Looking to Over Volt Motor on purpose, will Sabvoton fry itself if motor fails?

CandyAloha

100 µW
Joined
Mar 18, 2022
Messages
8
Simply put, I'm looking to over volt a used motor I have. I want to know, if I do fry it during my cooling experiments will the controller, a 72v Sabvoton controller be damaged?

If yes, I would like to know how I can protect it. I plan to try multiple motors etc on this controller.


Thank you.
 
If you short the phases together (melted phase wires, burned insulation on phase windings, axle spinout from excessive torque twisting up the axle wires), or short phases to halls (melted phase/hall wires, twisted axle wires), then you can destroy FETs, gate drivers, and potentially the actual MCU in the controller.

The only protection you can add against that is not causing those kinds of failures, by not running the system too hard and overheating or overtorqueing things.

You can add multiple-point temperature monitoring, but you'll need to watch a bunch of thermometer displays all the time to see if any overheat, or use ones with alarms you can set, or monitor all the sensors with an arduino/etc and have it alarm you or even just shut off the controller on overheat.

Up to the point the axle itself breaks, you can prevent (mostly) axle spinout (and the wire damage that causes) by using clamping torque plates with or instead of dropouts on your frame. See The Torque Arm Picture Thread for some examples; others are scattered around the forum and less easy to find in a search.

The axle itself will break at some point past it's "ratings" (there usually are no torque ratings for those available from the manufacturers, so you can only guesstimate or test to destruction); it's hard to predict because most hubmotors are not designed very well, compounded by poor manufacturing and quality control of both materials and workmanship, so there can be hidden defects (cracks, casting flaws, etc) in teh axles and other parts, too.
 
I've fried a 1000w motor with Sabvoton 150a + lipo and lucky the controller survived. To me it kinda sounds like you want to fry it on purpose? It's not really the volts that fry, but more so the current you indeed to push. Maybe if you tell us your setup up and we might be able to advice the likelihood of failure.
 
The sabvoton can recognize an overcurrent situation.
But do not try flux weakening with an unloaded motor. I have killed a SVMC72260 and a Svmc72150, both during an unloaded run on the main stand. Before I have been driven both and they worked without any issues powered up to their limits.
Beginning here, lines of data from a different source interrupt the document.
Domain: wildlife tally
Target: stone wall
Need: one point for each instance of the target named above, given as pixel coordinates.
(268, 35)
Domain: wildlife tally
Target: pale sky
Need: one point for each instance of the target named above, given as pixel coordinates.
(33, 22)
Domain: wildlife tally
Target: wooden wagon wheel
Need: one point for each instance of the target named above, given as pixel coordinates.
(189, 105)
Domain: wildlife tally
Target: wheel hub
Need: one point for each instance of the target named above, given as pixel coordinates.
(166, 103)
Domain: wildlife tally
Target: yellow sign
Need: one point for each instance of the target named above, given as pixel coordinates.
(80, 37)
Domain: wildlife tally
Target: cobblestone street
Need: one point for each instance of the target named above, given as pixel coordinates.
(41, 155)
The SVMC72260 had dead Mosfets, after exchanging all the FETs it ran for a few days, than it was not able to recognize the hall sensors anymore.
The SVMC72150 has no dead FETs but does not recognize the hall sensors anymore.
The actual installed SVMC72150 has done 5000km without flux weakening and without any issues running with up to 175Apeak DC and 165A (21S Li-NMC) for longer periods up to 15 Minutes during uphill drives. Phase current is 350Apeak 250Arms.